Uli ist kein Knecht mehr, sondern Pächter. Und Vreneli ist seine Frau. Trotzdem will er nicht richtig froh werden. Zu viel lastet auf ihm. Wie soll er seinen Hof halten können, wenn alles so schwierig und teuer ist? Verzagtheit und Missmut packen ihn, er gerät in die Fänge von Geschäftemachern, und auch dem Wein spricht er wieder zu. Vreneli hält zu ihm, trotz allem. Uli muss als Pächter von Neuem lernen, das Leben zu meistern.

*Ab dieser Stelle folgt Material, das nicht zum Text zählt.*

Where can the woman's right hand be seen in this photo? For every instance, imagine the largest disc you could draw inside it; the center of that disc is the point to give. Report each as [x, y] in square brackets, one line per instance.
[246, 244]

»Er ist der Dichter des Menschen, der ewig derselbe ist. Deswegen weht auch in seinem Werk eine Luft wie in der Bibel und in Homer, die sind von Himmel und Erde umfangen.« Ricarda Huch
Perlentaucher-Notiz zur F.A.Z.-Rezension
Der Schweizer Autor Jeremias Gotthelf war ein meisterlicher Beobachter der Machtverhältnisse auf den Bauernhöfen im Berner Emmental, erzählt Rezensentin Pia Reinacher. Der Germanist Philipp Theisohn versucht nun, mit der von ihm herausgegebenen Zürcher Ausgabe Gotthelf einem breiteren Publikum bekannt zu machen und hat dazu auch die ersten drei Bände "mit kenntnisreichen und substanziellen Notizen versehen", wie Reinacher lobt. Auch vor dem Berner Dialekt braucht man sich nicht zu fürchten, ein Glossar ist beigelegt, versichert die Kritikerin. seinen beiden "Uli"-Büchern, die den Lebensweg eines Knechtes darstellen, dem es dank der Anleitung eines ihm wohlgesonnenen Meisters gelingt, die in seinem Umfeld lauernden Gefahren zu umgehen, erbaut Gotthelf laut Reinacker ein ganzes moralisches Universum. Was ihm freilich, lernen wir, viel Mühe bereitet, und von Gotthelf außerdem als eine Analyse kapitalistischer Strukturen angelegt ist. Keineswegs will uns der Volkspädagoge Gotthelf falsche Hoffnungen machen, so Reinacher. Der zweite Band orientiert sich an einem 1849 in Berlin erschienenen Erstdruck, erläutert die Rezensentin, aus dem der Autor selbst zahlreiche Dialektpassagen entfernt hat.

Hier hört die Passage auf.